The particulars of the trauma and personal history influence not only the likelihood of developing PTSD but also the effectiveness of therapy.

If several weeks of psychotherapy do not resolve symptoms (or if additional help is needed), medications may be prescribed, although not all clinical trials have shown medication to work better than a placebo.

Although medication and psychotherapy have not been directly compared, a combination of the two seems to work better than medication alone.

Can PTSD be prevented?

If everyone received some treatment soon after a trauma, could they be spared PTSD? Both psychological and medical approaches have been considered.

A model called “critical incident stress debriefing” has been introduced into many settings. The idea is that providing a little treatment early on – encouraging people to talk about the traumatic event and educating them about common stress reactions – might help prevent PTSD down the road. Unfortunately, it does not seem to help. An expert review of studies by the international nonprofit Cochrane Collaboration concluded that it may interfere with natural recovery from trauma and should not be compulsory for any trauma victims. Although workplaces and schools offer counseling following many types of loss, current research argues against any program that requires graphic recounting of trauma details or explicitly labels certain reactions as normal or pathological.

What you can do?

Social support is one of the most important factors that distinguish those who recover from trauma from those who develop PTSD. But providing support to a friend or relative does not mean you have to become an amateur therapist.

“Just be a good listener,” says Ellen Blumenthal, M.D., a psychiatrist at Massachusetts General Hospital. “Help them process the event in their own way. Don’t insist that they talk about the event or tell them to put it out of their mind.”

Just as you do not necessarily expect someone to function well in the first few months after a death in the family, recognize that people may not act like themselves after a serious trauma.

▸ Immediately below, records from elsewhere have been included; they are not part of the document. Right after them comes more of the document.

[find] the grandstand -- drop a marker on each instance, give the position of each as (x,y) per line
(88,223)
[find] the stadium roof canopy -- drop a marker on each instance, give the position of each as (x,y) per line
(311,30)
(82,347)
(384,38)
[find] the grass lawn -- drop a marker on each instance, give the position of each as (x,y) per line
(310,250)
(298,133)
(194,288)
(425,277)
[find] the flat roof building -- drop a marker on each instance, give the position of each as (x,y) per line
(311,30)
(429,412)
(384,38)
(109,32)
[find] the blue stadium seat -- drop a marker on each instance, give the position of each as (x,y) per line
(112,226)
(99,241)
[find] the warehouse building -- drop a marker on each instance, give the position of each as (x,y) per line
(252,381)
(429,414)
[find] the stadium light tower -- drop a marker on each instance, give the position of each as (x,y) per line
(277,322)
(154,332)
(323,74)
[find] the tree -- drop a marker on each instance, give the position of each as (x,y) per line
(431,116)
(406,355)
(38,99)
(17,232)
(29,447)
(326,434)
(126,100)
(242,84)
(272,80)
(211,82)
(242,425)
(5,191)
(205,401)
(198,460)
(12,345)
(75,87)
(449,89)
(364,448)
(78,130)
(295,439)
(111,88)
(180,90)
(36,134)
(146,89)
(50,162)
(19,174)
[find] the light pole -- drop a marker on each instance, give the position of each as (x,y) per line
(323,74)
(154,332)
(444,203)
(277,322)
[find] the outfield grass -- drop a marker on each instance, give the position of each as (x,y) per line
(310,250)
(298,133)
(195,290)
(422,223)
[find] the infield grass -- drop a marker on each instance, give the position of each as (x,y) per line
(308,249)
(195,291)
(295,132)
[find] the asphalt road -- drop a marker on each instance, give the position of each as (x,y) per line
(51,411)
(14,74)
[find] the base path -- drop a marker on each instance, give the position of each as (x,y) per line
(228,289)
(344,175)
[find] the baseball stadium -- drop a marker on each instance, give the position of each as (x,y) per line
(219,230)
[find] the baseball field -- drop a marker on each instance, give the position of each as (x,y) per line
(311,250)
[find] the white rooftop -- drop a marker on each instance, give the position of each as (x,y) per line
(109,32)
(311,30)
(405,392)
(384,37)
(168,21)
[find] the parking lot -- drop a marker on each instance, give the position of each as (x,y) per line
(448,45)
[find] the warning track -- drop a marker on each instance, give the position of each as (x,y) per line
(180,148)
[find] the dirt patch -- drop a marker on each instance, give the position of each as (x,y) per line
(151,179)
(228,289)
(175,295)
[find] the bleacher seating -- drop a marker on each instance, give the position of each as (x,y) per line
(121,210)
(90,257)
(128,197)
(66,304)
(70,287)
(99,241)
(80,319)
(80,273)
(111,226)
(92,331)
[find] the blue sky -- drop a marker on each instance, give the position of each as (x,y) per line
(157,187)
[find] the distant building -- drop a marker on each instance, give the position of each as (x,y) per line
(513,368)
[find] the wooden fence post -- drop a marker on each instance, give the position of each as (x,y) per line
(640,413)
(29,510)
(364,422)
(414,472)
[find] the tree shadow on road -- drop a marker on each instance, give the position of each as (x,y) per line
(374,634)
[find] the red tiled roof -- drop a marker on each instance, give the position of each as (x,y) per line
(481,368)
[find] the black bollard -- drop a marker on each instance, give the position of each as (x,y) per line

On the other hand, do not regard traumatized persons solely as victims. Encourage them and give them opportunities to reengage in enjoyable activities.

If a person become increasingly withdrawn, it is likely that professional help is needed. Warning signs include increasing efforts to avoid people, places or activities associated with trauma; detachment from family and friends; drinking or using drugs to feel better; out-of-control anger; and constantly being on the lookout for danger. If a friend or co worker shows any of these behaviors or seems to be getting worse rather than better, encourage them to consult a mental health professional.